Comment rester ancré quand ton enfant te déclenche

Il y a des moments où notre enfant touche exactement l’endroit sensible en nous.
Celui qui réagit vite. Celui qui s’agace. Celui qui fatigue.

Une phrase.
Un refus.
Une crise.

Et soudain, tout notre calme intérieur semble disparaître.

Je vis cela moi aussi.

Certains jours, ma fille me teste. Elle refuse, Elle insiste, Elle conteste tout. Parfois même pour des choses très simples : mettre ses chaussures, arrêter un jeu, venir à table.

Et je sens monter en moi cette tension familière.
La fatigue de la journée.
Le besoin que les choses se passent simplement.

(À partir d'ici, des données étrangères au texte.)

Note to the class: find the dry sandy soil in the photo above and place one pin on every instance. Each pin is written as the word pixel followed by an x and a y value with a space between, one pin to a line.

Dans ces moments-là, je pourrais facilement perdre patience. Et ça m'arrive aussi...

Et parfois je respire.
Je me rappelle que derrière ce comportement, il y a un enfant qui apprend encore à gérer ses émotions.

Et moi aussi, je suis en train d’apprendre.

Rester ancré quand notre enfant nous déclenche n’est pas naturel.
C’est un chemin, une pratique qui se construit jour après jour.

Pourquoi notre enfant nous déclenche autant

Les enfants ne cherchent pas volontairement à provoquer.

Mais ils ont une capacité étonnante à réveiller certaines zones sensibles chez leurs parents.

Ils peuvent activer :

  • notre fatigue accumulée

  • notre charge mentale

  • nos peurs de mal faire

  • notre besoin de calme ou de contrôle

  • certaines blessures de notre propre enfance

Quand mon enfant s’oppose ou insiste longuement, je remarque parfois que ce qui me déclenche n’est pas seulement la situation présente.

C’est aussi ce que cela réveille en moi : l’impression de ne pas être écoutée, la peur de perdre patience, le besoin que tout soit plus simple.

Comprendre cela change beaucoup de choses.

1. Revenir dans son corps avant de répondre

Quand je sens que je suis déclenchée, je sais que mon système nerveux est en train de s’activer.

Mon corps se tend.
Ma respiration devient plus courte.

Dans ces moments-là, la première chose que j’essaie de faire est très simple : revenir dans mon corps.

Je pose mes pieds au sol.
Je relâche mes épaules.
Je prends une grande inspiration et j’expire lentement.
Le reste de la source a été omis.